GOARCH - March 26, 1997
The presenting of the Greek Independence Day Proclamation
by President William Jefferson Clinton
Invited to join the ceremonies by President Clinton were White House staff members: Sylvia Mathews Deputy Chief of Staff; Victoria Radd, Chief of Staff to the Chief of Staff and Richard Socarides of the Public Liaison Office.
His Eminence remarked on how proud the community was of all the Greek American appointments by the President and said:
"As the patriots of the American and Greek revolutions offered their lives, fortunes and sacred honor for their belief in freedom and democracy, the Greek American community today stands always ready to serve in every possible the needs of our blessed country. May the spirits of 1776 and 1821 mingle together to inspire all of us to ever serve our nation with self sacrifice and dignity."
GREEK INDEPENDENCE DAY:
A NATIONAL DAY OF CELEBRATION OF GREEK AND AMERICAN DEMOCRACY, 1997
By the President of the United States of America
Today, the Greek people and the Hellenic Republic will celebrate the 176th anniversary of the beginning of their struggle for independence.
On this day, it is fitting that we reflect on the enormous contributions the Greek people have made to the modern world. The legacy of the ancient Greeks in the fields of philosophy, literature, drama, sculpture, and architecture, continues to influence our beliefs, our values, and our concept of art. And, after more than 2,000 years, the ideology of Greece--as embodied in the concept of democracy--is still the ideal, that guides us in charting our course for the future.
Greek ideology had a profound effect on our Founding Fathers, who molded the American form of government based upon the principles of Greek democracy: Thomas Jefferson studied the Greek classics in his youth and was inspired by their philosophy throughout his life, most dramatically when he drafted the Declaration of Independence. When formulating his vision for this country, Jefferson specifically referred to the integrated assertions, theories, and aims of the classic Greek world.
Our admiration for Greece continues into the modern day, and we salute its commitment to democracy, to peace, and to a united and stable Europe. We share a partnership with Greece in NATO, and our countries are linked forever by close family relationships between our peoples. Our nation looks forward to working closely with Greece in the coming years as we examine ways to bring full peace, stability, and prosperity to all the nations of Europe and the world.
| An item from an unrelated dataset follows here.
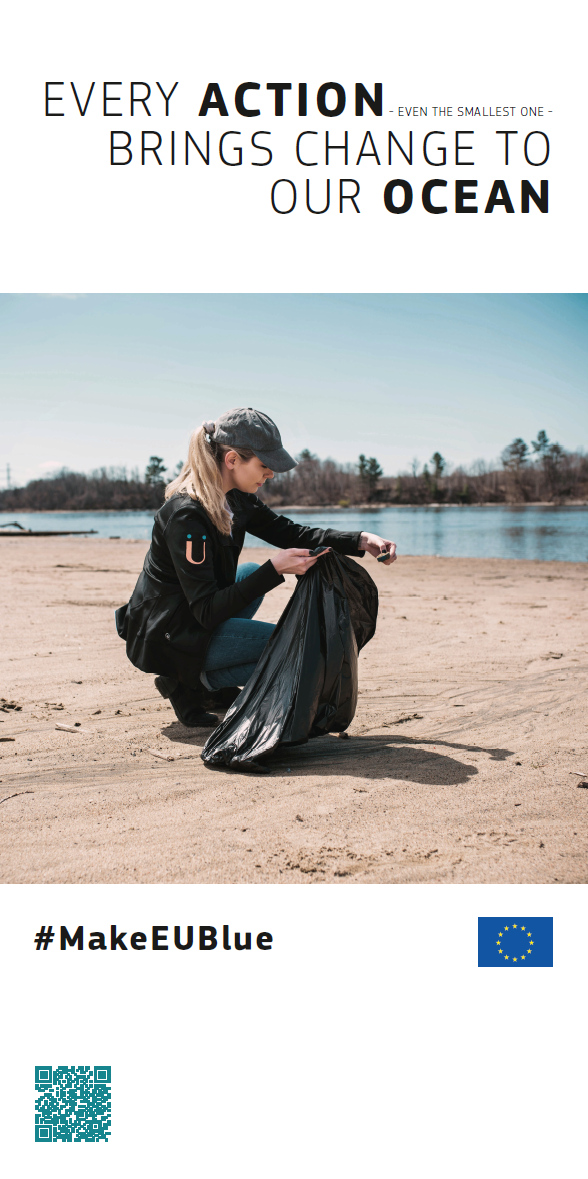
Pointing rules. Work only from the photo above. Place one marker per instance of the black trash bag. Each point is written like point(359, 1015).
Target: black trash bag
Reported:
point(305, 682)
NOW, THEREFORE, I, WILLIAM J. CLINTON, President of the United States of America, by virtue of the authority vested in me by the Constitution and laws of the United States, do hereby proclaim March 25, 1997, as Greek Independence Day: A National Day of Celebration of Greek and American Democracy. I call upon all Americans to observe this day with appropriate ceremonies, activities, and programs.
IN WITNESS WHEREOF, I have hereunto set my hand this twenty-fifth day of March, in the year of our Lord nineteen hundred and ninety-seven, and of the Independence of the United States of America the two hundred and twenty-first.